STA, 16 December - A school in the lakeside town of Bled has been closed mid school year, hence leaving 33 pupils without classes. They are now home-schooled. The school was operating without approval and did not meet the required conditions, the web portal 24ur.com has reported. It also promoted itself as a Waldorf school despite not getting Waldorf certified.
The plan for the school, named Radost Življenja (Joy of Life), had been long time in the making and in early 2020 it started to materialise. After facilities and staff were already secured and pupils enrolled, it transpired that the school had problems in obtaining approval to actually operate.
Its application to be accredited was denied by the Education Ministry, as the school was not in compliance with state standards, the ministry said.
The school was also beset with financial problems as unpaid bills had been piling up.

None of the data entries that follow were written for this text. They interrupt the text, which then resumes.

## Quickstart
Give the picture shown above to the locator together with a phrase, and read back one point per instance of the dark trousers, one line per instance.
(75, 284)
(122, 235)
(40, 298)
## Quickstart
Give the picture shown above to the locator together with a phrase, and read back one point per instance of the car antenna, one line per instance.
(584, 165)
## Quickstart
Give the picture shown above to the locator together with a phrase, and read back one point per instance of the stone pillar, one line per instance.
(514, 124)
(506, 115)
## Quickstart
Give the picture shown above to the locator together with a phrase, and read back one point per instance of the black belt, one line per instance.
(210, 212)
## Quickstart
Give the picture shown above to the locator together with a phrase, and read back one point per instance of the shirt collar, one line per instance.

It was shut down on 19 November, 24ur.com said on Wednesday.
Parents who enrolled their children in the school knew that the educational institution was not yet approved at the time, the ministry added. The parents had been granted a home-schooling status, under which parents may either educate their child at home themselves or are helped at this activity by someone else.
The latter is not required to meet any conditions, however the home-schooled children must pass an assessment carried out by the primary school in which they are enrolled. If they fail to do that, they are no longer allowed to be home schooled.
Seeking assistance after being denied state approval, the Bled school's head teacher Valentina Erznožnik contacted the Livada primary school in Ljubljana, which was willing to enrol the former's pupils.
Goran Popović, the head teacher of the Ljubljana school, explained that Joy of Life had not been the only school under which children were enrolled in Livada and home schooled at the same time. Such pupils have their exams at the end of the school year, he added.
The Bled school promoted itself as a Waldorf school, however it seems that it did not obtain a relevant certificate to do so.
Iztok Kordiš, the director of the Ljubljana Waldorf School, does not consider the Bled school to be worthy of Waldorf status. The Joy of Life school had called itself a Waldorf institution before it was actually opened without even familiarising itself with the procedures needed to be implemented to become such a school, he said.
"We have to look after quality and the Waldorf name. Not everyone can just think of it and become a Waldorf school," he told 24ur.com, adding that the Bled school had been doing everything its own way and acting as if it had it all sorted out.